An Investigation of the Correctional Service of Canada’s
Mortality Review Process


  • Between 2003 and 2013, 536 inmates died in federal penitentiaries. Fully two-thirds of all inmate deaths were attributed to natural causes.
  • Correctional Service Canada (CSC) has a legal obligation to promptly investigate every incident where an inmate dies or suffers serious bodily injury.
  • CSC has traditionally convened a Board of Investigation to investigate all in custody deaths regardless of cause. Since 2005, cases involving death by natural cause(s) are investigated through a separate, more streamlined mortality review process.
  • The objective of the mortality review is to review the health care provided and report on the circumstances and causes leading to death. The exercise primarily involves a review of the deceased’s medical records and is conducted by a registered nurse at CSC’s National Headquarters.
  • The Office has repeatedly raised concerns about the quality, thoroughness and adequacy of the mortality review process, which the CSC has yet to address.  

What We Did

  • The Office contracted with a senior medical practitioner to conduct an independent and expert review of the quality and adequacy of medical care provided in a sample of fifteen deceased offenders.
  • The fifteen cases were not randomly selected. All of the deaths had raised some level of concern upon initial review. All of the deceased were male inmates, and all but one death was “anticipated” by CSC.
  • The physician consultant reviewed the same medical charts, files and records that were part of CSC’s mortality review exercise. This was a compliance review focused on assessing the quality and thoroughness of CSC’s mortality review reports and process; it was not intended to “reinvestigate” matters after the fact.

What We Found

  • The medical consultant’s review raises serious compliance issues concerning the quality and adequacy of health care provided: questionable diagnostic practices; incomplete medical documentation; quality and content of information sharing between health care providers and correctional staff and; delays and/or lack of appropriate follow-up on treatment recommendations.
  • Despite these critical findings, all fifteen individual mortality reviews conducted by CSC assess the care provided to the deceased inmates as “congruent” with “applicable” health care standards and policy.
  • With respect to process, the time between a fatality and the convening and completion of the mortality review often exceeds two years.

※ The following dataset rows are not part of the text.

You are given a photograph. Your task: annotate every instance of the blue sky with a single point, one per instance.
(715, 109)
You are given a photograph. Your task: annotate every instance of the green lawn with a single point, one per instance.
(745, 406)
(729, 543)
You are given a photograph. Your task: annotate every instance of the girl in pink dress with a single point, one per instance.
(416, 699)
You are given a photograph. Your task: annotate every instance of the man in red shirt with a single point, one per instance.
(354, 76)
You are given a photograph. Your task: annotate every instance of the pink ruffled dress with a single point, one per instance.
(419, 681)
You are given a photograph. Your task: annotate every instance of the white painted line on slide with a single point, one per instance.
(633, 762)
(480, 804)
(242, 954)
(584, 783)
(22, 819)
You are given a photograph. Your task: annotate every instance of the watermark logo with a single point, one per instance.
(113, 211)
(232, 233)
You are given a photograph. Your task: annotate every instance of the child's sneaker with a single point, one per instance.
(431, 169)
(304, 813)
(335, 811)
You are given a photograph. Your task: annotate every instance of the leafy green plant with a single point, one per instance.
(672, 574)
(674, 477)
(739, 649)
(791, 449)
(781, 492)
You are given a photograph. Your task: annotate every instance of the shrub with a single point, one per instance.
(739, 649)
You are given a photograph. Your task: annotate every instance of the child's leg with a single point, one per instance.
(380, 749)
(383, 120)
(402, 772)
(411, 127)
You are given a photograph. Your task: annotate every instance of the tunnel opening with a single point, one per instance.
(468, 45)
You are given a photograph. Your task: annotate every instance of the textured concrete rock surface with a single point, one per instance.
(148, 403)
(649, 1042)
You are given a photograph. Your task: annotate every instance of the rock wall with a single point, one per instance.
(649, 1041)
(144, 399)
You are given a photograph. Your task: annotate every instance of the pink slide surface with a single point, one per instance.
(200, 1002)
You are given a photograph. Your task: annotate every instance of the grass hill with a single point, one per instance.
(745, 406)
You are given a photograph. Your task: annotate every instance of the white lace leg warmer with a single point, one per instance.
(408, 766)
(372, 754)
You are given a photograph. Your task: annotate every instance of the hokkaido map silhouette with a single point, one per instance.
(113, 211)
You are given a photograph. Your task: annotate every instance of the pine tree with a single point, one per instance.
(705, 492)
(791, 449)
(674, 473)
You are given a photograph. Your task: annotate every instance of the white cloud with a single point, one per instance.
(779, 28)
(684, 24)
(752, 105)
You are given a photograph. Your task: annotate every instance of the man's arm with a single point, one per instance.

This timeframe does not respect the legislative obligation for CSC to investigate an inmate fatality “forthwith.”
  • The investigation further notes that the reviewer is not asked to establish, reconstruct, corroborate or otherwise probe the facts or circumstances that contributed to the fatality beyond recording cause of death as either “expected/anticipated” or “unexpected/sudden.” Most mortality reviews simply conclude with a Closure Memo stating “no further action required.”  
  • To date, the mortality review process has failed to generate findings, recommendations, lessons learned or corrective measures of any national significance. Even when compliances issues are noted, there is no way of determining whether the death was potentially preventable or premature.
  • The Office concludes that the mortality review process is an inadequate model for investigating deaths in federal penitentiaries. The exercise is not carried out in a timely or rigorous manner, and it fails to meet basic investigative standards such as independence, thoroughness and credibility.

What We Recommend

To enhance the quality, accountability and transparency of CSC’s investigation of an inmate death by natural cause(s), the report makes these key recommendations:

  1. “Sudden” or “unexpected” fatalities, regardless of preliminary cause(s), should be subject to a National Board of Investigation.
  2. The convening of a board of investigation should normally be within 15 working days of the fatality.
  3. All mortality reviews, regardless of cause of death, should be led by a physician.
  4. Mortality reports in their entirety should be shared, in a timely manner, with the designated family member(s) who request it.
  5. The mortality review exercise should be subject to a quality control audit chaired by an outside medical examiner.